Basic Properties of Superconductors

Superconductors were first discovered in 1911 by the scientist Heike Kamerlingh Onnes, when he observed that at the temperature 4.2 K the resistivity of mercury dropped to zero.  All superconductors exhibit certain basic properties, the most famous of which is the existence of a "critical temperature."  Above the critical temperature, a superconductor behaves like a normal material, often with a relatively high resistivity.  Below the critical temperature, however, the resistivity of the material not only becomes very small, but actually drops to zero.  Scientists have shown that a current trapped in a loop of superconducting material can continue to flow for a long period of time without significant decay, as opposed to a normal conductor, in which a current dissipates quickly.  Besides working only under its critical temperature, the superconductor also only exhibits superconductive properties under its critical magnetic field and critical current density. The discovery in the 1980's of High Temperature Superconductors (HTSCs) such as YBCO (yttrium-barium-copper oxide, with a critical temperature of 90 K) has made the study of superconductors and their practical applications more widely achievable.

Why a Superconductor Works: BCS Theory

In 1957, John Bardeen, Leon Cooper, and Robert Schrieffer developed a theory explaining the unique properties of superconductors: BCS theory.  The central supposition of BCS theory is the idea that electrons in the atomic lattice of a material couple together to form groupings known as "Cooper pairs."  When the temperature of a material is near absolute zero, negligible movement occurs among the material's ions.  The material's atomic lattice warps slightly when an electron passes through, due to the force of attraction between the electron and the lattice's positive ions.  This region of the crystal consequentially has a high net positive charge relative to the surrounding material, and this net charge attracts another electron into the region -- the second member of the Cooper pair.  When they come together, these pairs possess a lower net energy than two normal electrons in a conductive material.  The pair's binding energy results in a gap at E_f (the Fermi energy or a solid's highest occupied energy level).  In a space occupied by one Cooper pair, many other pairs also exist.  Below the critical temperature, the lattice cannot provide enough thermal energy to scatter the pairs, as would happen in an ordinary conductor.  Altering  one electron's direction of motion requires not only breaking the connection of that Cooper pair, but that of many other pairs due to nature of the multiple-electron BCS wavefunction.  Therefore, instead of individual electrons scattering (as they do in a normal metal), the electron pair travels forward unimpeded and zero resistivity is observed.

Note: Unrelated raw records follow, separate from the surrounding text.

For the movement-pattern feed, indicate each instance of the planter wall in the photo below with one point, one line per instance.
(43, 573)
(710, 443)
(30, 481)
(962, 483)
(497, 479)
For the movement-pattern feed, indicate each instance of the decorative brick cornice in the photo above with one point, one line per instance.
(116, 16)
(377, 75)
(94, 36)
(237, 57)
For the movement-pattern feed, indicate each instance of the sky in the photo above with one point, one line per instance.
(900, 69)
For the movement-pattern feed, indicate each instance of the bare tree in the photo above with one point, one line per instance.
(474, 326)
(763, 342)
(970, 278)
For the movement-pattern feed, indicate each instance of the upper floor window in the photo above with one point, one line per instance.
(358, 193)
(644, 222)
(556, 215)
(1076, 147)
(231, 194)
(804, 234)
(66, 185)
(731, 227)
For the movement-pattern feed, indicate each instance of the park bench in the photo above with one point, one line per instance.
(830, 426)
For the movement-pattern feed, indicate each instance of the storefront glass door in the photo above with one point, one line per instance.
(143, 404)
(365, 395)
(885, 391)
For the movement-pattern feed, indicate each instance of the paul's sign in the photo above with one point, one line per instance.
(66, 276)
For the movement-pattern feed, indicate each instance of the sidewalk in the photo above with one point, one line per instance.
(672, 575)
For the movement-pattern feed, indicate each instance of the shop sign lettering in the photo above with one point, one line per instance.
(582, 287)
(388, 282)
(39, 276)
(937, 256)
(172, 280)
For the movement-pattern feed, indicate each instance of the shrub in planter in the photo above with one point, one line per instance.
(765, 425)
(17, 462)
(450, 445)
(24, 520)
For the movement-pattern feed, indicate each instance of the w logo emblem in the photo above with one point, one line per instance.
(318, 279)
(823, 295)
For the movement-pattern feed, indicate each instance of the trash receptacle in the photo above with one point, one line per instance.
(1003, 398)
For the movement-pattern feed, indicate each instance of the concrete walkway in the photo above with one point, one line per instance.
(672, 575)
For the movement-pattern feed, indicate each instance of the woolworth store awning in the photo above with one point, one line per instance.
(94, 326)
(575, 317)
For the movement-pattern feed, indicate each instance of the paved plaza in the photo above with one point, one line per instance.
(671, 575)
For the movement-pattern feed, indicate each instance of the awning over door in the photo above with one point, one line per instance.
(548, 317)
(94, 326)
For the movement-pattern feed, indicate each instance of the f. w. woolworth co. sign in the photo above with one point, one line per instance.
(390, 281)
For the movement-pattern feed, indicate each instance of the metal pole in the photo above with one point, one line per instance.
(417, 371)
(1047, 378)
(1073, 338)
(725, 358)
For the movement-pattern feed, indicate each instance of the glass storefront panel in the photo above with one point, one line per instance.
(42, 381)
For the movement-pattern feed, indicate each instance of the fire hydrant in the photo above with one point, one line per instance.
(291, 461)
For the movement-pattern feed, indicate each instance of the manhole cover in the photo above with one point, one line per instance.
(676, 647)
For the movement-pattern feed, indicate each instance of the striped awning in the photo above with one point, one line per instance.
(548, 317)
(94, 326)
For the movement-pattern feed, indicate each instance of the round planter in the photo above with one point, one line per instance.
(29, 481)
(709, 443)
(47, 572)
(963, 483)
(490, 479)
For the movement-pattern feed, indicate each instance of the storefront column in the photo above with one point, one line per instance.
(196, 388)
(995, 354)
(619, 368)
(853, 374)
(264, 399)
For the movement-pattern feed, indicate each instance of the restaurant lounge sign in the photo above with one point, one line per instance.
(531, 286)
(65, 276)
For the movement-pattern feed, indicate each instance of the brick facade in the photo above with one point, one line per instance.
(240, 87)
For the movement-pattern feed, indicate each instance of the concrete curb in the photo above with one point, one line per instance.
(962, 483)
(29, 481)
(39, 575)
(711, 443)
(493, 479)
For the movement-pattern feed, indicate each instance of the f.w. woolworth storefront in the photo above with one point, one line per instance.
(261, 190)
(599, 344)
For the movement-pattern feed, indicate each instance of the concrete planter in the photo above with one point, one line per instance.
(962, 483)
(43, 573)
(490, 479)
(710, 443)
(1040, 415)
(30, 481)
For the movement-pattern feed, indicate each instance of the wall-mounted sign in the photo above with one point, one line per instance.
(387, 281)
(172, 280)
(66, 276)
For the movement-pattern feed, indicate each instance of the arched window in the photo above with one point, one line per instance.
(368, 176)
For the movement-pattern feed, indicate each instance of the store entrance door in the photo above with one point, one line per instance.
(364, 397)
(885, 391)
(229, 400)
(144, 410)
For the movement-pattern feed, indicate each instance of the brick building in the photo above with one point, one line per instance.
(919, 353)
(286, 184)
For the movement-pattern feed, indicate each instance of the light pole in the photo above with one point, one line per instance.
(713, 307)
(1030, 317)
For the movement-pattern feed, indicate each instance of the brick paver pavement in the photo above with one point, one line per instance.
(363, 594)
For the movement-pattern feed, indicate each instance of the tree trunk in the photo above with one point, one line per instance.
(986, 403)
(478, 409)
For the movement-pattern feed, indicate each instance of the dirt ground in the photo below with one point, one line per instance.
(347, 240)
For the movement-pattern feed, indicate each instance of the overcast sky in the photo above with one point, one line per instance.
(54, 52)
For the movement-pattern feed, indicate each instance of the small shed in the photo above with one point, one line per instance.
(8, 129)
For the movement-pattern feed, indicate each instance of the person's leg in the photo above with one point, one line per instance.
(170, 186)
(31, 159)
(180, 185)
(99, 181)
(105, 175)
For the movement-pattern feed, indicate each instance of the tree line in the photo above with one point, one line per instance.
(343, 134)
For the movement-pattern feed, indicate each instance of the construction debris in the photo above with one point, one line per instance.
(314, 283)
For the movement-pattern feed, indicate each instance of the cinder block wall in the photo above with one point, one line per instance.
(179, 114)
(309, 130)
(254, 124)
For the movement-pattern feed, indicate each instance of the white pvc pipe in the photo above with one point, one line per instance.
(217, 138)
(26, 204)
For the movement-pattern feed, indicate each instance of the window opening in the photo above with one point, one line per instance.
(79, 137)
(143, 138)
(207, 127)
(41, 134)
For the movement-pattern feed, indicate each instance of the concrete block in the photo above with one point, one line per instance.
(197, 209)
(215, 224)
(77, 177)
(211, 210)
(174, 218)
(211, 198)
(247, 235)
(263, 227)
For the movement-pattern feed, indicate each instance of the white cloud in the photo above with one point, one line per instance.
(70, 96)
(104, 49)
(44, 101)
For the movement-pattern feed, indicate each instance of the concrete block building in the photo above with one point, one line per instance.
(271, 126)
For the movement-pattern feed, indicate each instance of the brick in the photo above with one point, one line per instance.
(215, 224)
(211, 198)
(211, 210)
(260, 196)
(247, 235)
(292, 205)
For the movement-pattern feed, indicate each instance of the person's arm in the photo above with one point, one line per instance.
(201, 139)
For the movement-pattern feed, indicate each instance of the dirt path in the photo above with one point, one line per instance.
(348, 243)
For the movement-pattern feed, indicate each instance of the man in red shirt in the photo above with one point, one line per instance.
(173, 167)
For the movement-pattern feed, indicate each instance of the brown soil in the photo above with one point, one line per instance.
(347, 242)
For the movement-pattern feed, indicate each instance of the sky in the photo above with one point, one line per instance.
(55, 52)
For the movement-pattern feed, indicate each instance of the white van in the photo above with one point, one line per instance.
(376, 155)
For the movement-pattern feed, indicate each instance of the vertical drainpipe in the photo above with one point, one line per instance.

Why Levitation Occurs, Part A: the Meissner Effect

The zero resistivity of a superconductor means that it can act as a perfect diamagnet.  Because the material can produce arbitrarily large currents, when the superconductor is exposed to a changing magnetic flux it is capable of producing a current on its surface that will completely counteract the change in flux.  In the case of type I superconductors (these usually consist of pure metals, like mercury), the superconductor completely expels the flux lines from itself.  The exterior magnetic field produced by these induced currents, in turn, resembles that of another magnetic dipole, resulting in a repulsive force between the magnet and the superconductor.  This repulsive force causes the relatively stable levitation of the magnet.  However, the magnet must have horizontal supports, or the superconductor must be bowl-shaped to prevent the magnet from sliding off the surface.

Why Levitation Occurs, Part B: Flux Pinning in Type II Superconductors

Unlike type I materials, type II superconductors are manufactured to contain mpurities that prevent the Meissner effect from occurring in all parts of the superconductor.  Instead, when a type II superconductor is exposed to a magnetic field with a magnitude somewhere between its first and second critical magnetic field value, the impurities permit a small amount of magnetic flux to pass through "filaments" in the superconductor.  The flux lines then become "pinned" in place.  Any attempt to move the superconductor and change the position of the flux lines will result in a restoring force, either repulsing the magnet away from or attracting the magnet toward the superconductor.  A combination of the repulsive force of the Meissner effect and the restoring force of the flux trapping results in a much more stable  form of levitation than that which occurs in type I superconductors -- the position of the magnet is fixed, and no external support or unusally shaped superconductor  is required to keep the magnet stationary.  Type II superconductors, such as YBCO, also typically have higher critical temperatures than type I materials, making them better candidates for research and practical applications.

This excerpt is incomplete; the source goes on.